Ende Juni legte er unter dem Decanat von Jüngken das mündliche Examen ab, aber die Hoffnung des jungen Candidaten, schon im Laufe des Sommersemesters den Doctortitel zu erlangen, wurde vereitelt.

„Ich war heute“, schreibt er am 1. August 1842 seinem Vater, „bei Professor Müller mit meiner Dissertation; er nahm mich sehr freundlich auf, und nachdem er sich das Hauptresultat und die Beweise dafür hatte auseinandersetzen lassen, erklärte er, dass es allerdings von grossem Interesse sei, indem es einen Ursprung der Nervenfasern nachweist, der bei den höheren Thieren wohl vermuthet, aber nicht bewiesen werden konnte, rieth mir jedoch, es erst bei einer vollständigeren Reihe von Thieren zu untersuchen, als ich bisher gethan, um ihm stringente Beweiskraft zu geben, die es aus der Untersuchung von drei oder vier noch nicht haben könne. Er nannte mir mehrere, bei denen man am besten etwas zu finden erwarten konnte, und bot mir selbst (Seite 47) an, wenn meine Instrumente nicht ausreichten, auf dem anatomischen Museum die seinigen zu benutzen. Wenn ich mit meiner Promotion zu eilen nicht nöthig hätte, so rieth er mir, die Ferien noch zu weiteren Arbeiten zu benutzen, um ein vollständiges Kind in die Welt zu setzen, was weiter keine Angriffe zu fürchten hätte. Da ich ihm nichts Vernünftiges entgegenzusetzen wusste und mir das meiste davon eigentlich schon selbst gesagt hatte, so werdet Ihr also wohl den 20jährigen Doktor aufgeben und mit dem 21jährigen fürlieb nehmen müssen. Sollte Euch das zu viel Schmerzen machen, so schreibt es mir, dann übersetze ich meine Rede, die ich zu Pfingsten hier im Institut gehalten habe, und bin in der nächsten Woche Doktor. Die Leutchen in Potsdam werden vielleicht herauscalculiren, ich sei durch das Examen gefallen, die in Berlin, ich wolle ihnen mit dem Doktorschmaus durch die Lappen gehen, aber beide werden sich zu ihrer Zeit beruhigen. Mir war es eigentlich auch etwas überraschend und nicht ganz recht, aber wie gesagt, ich weiss nichts Vernünftiges dagegen einzuwenden.

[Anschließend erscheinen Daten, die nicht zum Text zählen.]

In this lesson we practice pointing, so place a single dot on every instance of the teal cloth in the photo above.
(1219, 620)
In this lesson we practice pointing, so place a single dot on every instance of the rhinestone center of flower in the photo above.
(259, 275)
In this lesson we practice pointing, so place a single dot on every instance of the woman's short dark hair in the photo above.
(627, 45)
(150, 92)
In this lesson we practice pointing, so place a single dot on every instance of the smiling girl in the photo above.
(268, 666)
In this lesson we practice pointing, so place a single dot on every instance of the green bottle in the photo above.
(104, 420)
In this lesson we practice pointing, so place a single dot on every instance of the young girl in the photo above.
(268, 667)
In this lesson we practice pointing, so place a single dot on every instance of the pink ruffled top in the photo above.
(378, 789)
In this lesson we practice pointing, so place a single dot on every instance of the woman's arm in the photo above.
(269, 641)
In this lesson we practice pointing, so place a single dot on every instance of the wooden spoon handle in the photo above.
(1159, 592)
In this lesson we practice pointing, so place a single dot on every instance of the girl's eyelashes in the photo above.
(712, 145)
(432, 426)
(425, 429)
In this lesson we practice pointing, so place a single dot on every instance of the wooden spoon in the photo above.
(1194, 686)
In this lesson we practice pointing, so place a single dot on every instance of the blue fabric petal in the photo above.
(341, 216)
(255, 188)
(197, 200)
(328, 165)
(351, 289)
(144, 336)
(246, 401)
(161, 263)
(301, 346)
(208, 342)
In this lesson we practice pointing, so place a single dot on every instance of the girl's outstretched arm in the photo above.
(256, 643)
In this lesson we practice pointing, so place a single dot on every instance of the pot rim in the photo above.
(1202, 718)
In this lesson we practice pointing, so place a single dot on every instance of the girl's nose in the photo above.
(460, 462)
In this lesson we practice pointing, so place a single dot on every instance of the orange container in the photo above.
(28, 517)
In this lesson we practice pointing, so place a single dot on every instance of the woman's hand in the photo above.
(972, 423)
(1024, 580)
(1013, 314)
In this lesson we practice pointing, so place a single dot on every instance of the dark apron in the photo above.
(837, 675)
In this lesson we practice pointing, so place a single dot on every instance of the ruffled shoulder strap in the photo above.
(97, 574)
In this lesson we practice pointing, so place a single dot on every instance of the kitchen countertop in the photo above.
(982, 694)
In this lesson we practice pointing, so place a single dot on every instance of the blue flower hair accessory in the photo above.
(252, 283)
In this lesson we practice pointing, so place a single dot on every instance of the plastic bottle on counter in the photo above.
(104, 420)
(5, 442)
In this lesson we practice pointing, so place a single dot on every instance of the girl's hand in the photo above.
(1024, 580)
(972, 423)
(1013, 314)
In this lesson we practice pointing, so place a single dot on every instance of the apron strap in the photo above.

So lebt denn wohl und bleibt gesund, bis Ihr Euren Studenten wiederseht, von dem Ihr schon auf ewig Abschied genommen zu haben vermeintet.“

Helmholtz als Chirurgus an der Charité

Nachdem er am 13. August 1842 einen vierwöchentlichen Urlaub zu einer Reise in den Harz genommen und Mitte September durch grössere Fusstouren erfrischt und zu erneuter Arbeit angeregt nach Berlin zurückgekehrt war, wurde er am 30. September als Chirurgus in der Charité angestellt und zunächst der inneren Station zugewiesen, auf welcher er bis zum 1. Februar verblieb.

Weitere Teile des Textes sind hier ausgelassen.